We then took a train to Groningen, a wonderful, compact city filled with art (the Groninger Museum is one of the best museums I’ve ever been to). The city was also a great launching pad for a bike adventure. We headed first to the North Sea and stayed a night in little Vierhuizen before biking across Friesland to Leeuwarden, where we caught a train to Brussels.
Biking across the Netherlands is no sweat, and most of the other people biking outside the cities were of retirement age. We biked halfway across the country either on separate bike paths or low-traffic streets. Every bridge was bike-friendly. It was almost too easy.
For an idea of what bike travel is like in the Netherlands, consider that this is what bicycle wayfinding signage is like even in the middle of vast farmland with no other human beings in sight:
Brussels was really just a quick stopover to break up a long train day, but we were surprised to find that the city closes many central streets to cars nightly. Busy streets were often marked with feeble sharrows and, for the first time on our trip, some people were wearing helmets. In other words, it felt like home.
But the city also had some great small streets that were either car-free or too skinny and winding to attract lots of car traffic. This was especially true in our next stop: Lyon, France.
I fell in love with Lyon, where the long-established bike share system Vélo’v is a regular part of daily life. And a great many of those trips are up and down the city’s packed car-free or car-light streets right in the heart of the city center. As Seattle considers the role of car-free streets in our city — especially on Capitol Hill — efforts by cities like Brussels and Lyon could be a good guiding light.
Car-free streets are great for nightlife, sure, but they are also great during the daytime (deliveries are still allowed, or at least tolerated). And when they are long and continuous, they make great bike routes, too. Imagine a car-free Pike or Pine Street from downtown to Madison…
Our trip then took us to Paris, which is of course an amazing city. But wow, that city has a serious car problem.
It’s Paris. It’s beautiful and packed with history and art and culture and everything that comes with being a global center. But it is also packed with cars and streets so wide it takes slower-moving people two signal cycles to cross (if you zoom you can see the skinny median in the photo is packed with about 30 people).

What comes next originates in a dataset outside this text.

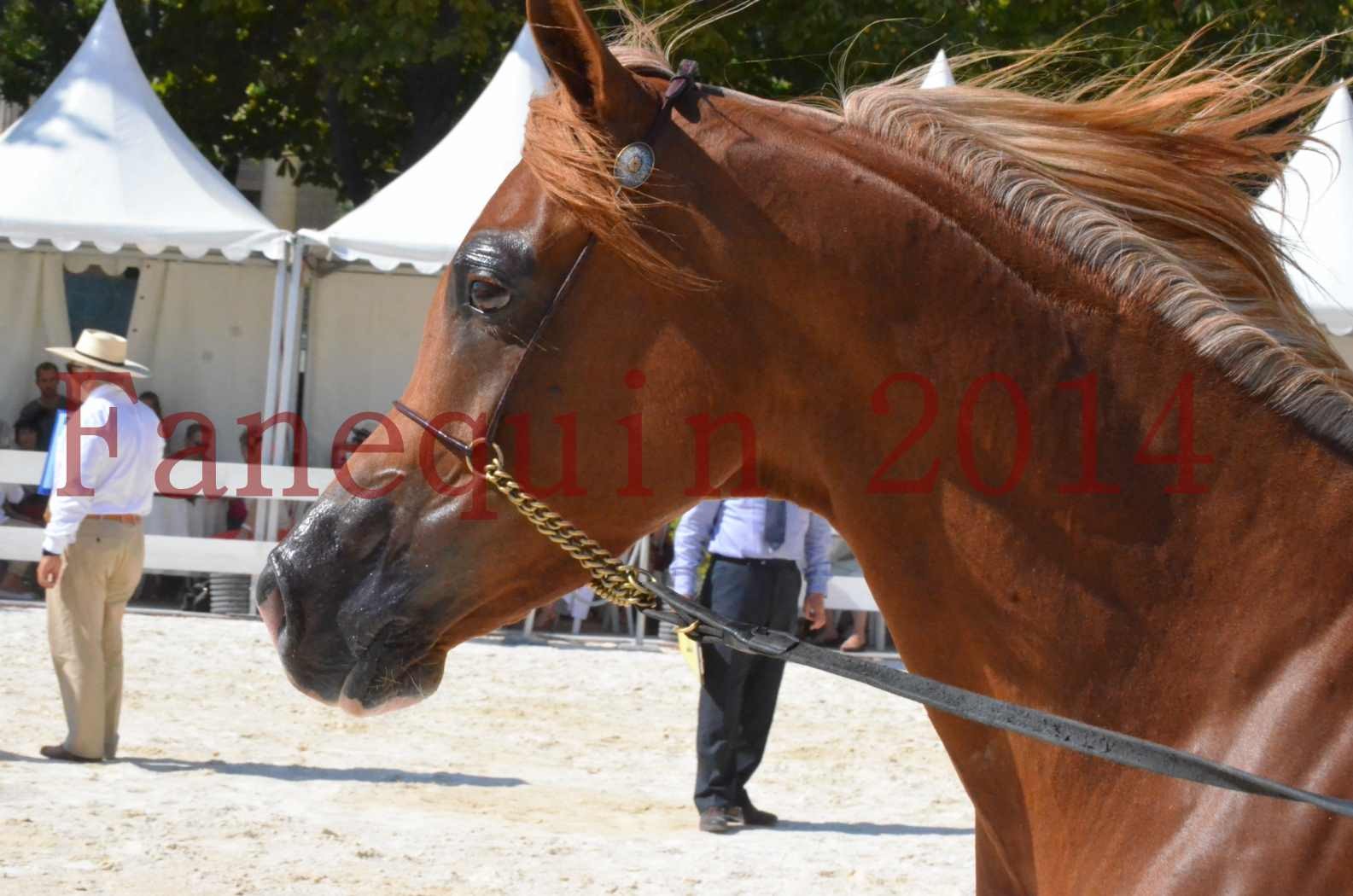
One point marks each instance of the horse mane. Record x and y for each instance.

Don’t get me wrong, I loved Paris for all kinds of other reasons. But for the issues we talk about on this blog, I was surprised the city is not more of a leader in European safe streets efforts. We biked a little bit using the ever-present Velib bike share system, but it was pretty stressful vehicular cycling each time we did it (except for some of the lovely riverside bike routes and the rare protected bike lane). So we mostly stuck to walking and the Metro. We were on vacation, after all.

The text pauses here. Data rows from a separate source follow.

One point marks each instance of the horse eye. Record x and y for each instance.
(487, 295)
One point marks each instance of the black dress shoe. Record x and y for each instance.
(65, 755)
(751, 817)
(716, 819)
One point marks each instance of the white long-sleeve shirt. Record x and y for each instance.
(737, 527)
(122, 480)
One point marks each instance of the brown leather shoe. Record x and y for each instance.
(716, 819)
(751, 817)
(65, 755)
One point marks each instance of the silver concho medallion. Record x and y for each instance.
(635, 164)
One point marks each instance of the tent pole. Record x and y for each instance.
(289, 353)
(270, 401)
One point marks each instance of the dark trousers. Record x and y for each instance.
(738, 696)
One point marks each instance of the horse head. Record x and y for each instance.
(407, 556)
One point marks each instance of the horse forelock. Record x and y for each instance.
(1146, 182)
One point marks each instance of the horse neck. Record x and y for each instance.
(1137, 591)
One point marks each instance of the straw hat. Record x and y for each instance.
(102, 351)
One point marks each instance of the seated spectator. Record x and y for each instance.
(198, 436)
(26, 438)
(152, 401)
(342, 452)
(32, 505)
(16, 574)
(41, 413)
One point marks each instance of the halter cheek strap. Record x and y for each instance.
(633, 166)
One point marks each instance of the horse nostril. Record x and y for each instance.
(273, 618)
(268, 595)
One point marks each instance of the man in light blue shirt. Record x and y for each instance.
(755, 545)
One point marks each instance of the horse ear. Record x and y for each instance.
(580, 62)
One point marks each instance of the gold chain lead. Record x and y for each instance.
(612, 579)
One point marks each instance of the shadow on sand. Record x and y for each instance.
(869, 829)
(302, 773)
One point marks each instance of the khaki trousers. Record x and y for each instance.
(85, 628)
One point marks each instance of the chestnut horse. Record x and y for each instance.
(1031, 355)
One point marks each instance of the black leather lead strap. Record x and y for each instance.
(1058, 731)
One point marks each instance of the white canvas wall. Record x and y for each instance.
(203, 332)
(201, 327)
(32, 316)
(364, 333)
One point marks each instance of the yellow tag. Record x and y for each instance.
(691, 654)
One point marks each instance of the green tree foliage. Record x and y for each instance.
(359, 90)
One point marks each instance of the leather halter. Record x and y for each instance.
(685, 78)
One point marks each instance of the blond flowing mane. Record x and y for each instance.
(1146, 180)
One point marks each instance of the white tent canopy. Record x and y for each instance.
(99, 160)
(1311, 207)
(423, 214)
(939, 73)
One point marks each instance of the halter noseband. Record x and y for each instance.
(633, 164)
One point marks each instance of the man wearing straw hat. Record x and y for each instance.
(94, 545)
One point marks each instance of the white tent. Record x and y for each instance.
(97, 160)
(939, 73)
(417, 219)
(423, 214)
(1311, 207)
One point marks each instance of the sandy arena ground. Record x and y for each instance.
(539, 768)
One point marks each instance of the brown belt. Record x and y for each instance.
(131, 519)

Thanks for reading, everyone! This trip was a great reset for me. I feel reinvigorated and ready to continue pushing our city to experiment with our public spaces, with our land use choices (that was a huge lesson from every city on this trip: Seattle needs way more small business spaces!) and to take bold action of safe streets and connected bike routes.
Seattle is a stunning and special city, and we have the opportunity to be a true global leader in making the city of the future. Some of that means taking lessons from old cities in Europe, but some of the means forging a genuinely new path (like being a fully accessible city for people with various mobility challenges, something most places we went in Europe failed spectacularly to achieve).
We have a lot of work to do, but so long as we can push past people’s predictable resistance to change (a problem in Europe, too) Seattle can become one of the great cities of the world. It can happen fairly quickly if we let it.